I think the happiest summer we had as a mother and daughters was the summer LucasFilm re-released the original trilogy. A huge Star Wars fan, I had raised my two daughters on the films, but I was so excited for them to see them on the big screen, so we got the schedule down and planned the summer more or less around the releases, which, as I recall, were about a month apart. In the time before Fandango, we would get to the theatre as early as possible to buy the tickets, then hang out at the book store until it was time to line up for the movie. And we were not alone, the lines wrapped around the building for each release, with people queuing up hours before the movie began. Kelsey was about 11, her little sister about 8, so we had to find ways to amuse ourselves in line, so I took The Hobbit and read it out loud to them. I can remember thinking how deeply dark and geeky I was, waiting to see the ultimate fantasy nerd's movie trilogy while reading the ultimate fantasy writer's work to my kids, but we were happy. I can recall people in line near us smiling kindly at the mother and her two children sitting on the ground reading about furry-footed hobbits, trolls, dwarves and wizards.
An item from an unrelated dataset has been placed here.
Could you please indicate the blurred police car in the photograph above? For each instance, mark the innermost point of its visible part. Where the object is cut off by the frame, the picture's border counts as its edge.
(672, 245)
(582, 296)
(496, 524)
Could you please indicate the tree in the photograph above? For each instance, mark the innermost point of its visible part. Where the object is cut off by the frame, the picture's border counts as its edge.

At least, if I was going to be a nerd, I was in the best of company. We had a lot of fun without much effort. And the memories remain. A number of times we told the tale of the Englishman who asked the usher that the sound be turned down during The Return of the Jedi because he had been at the other two screenings and they were too loud for him. He was booed into submission. One of us would begin the story and the others would chime in to help complete it, laughing at the memory.

Even Episode I has a place in my heart now, despite being less than great cinema. My daughters were still young enough not to really know or care that the movie sucked. It was Star Wars and we were together at it. We would sit there with a large popcorn and a bag of Twizzlers and be very content to watch Jar-Jar Binks. We did it four times that year. I to this day cannot see a Star Wars film without wanting a Twizzler. I cannot eat a Twizzler without the strong urge to put in a Star Wars DVD. We took entire shopping trips geared around the purchase of Star Wars merchandise. I have a house full of it still.

Art Rooney, Sr. may be the man I look to as the greatest, kindest businessman ever, but George Lucas is my parenting hero. Of course, I know it wasn't the movies, it was the time we spent together. It was so easy. Why didn't I do more of it?

Kelsey, wherever you are, may the Force be With You.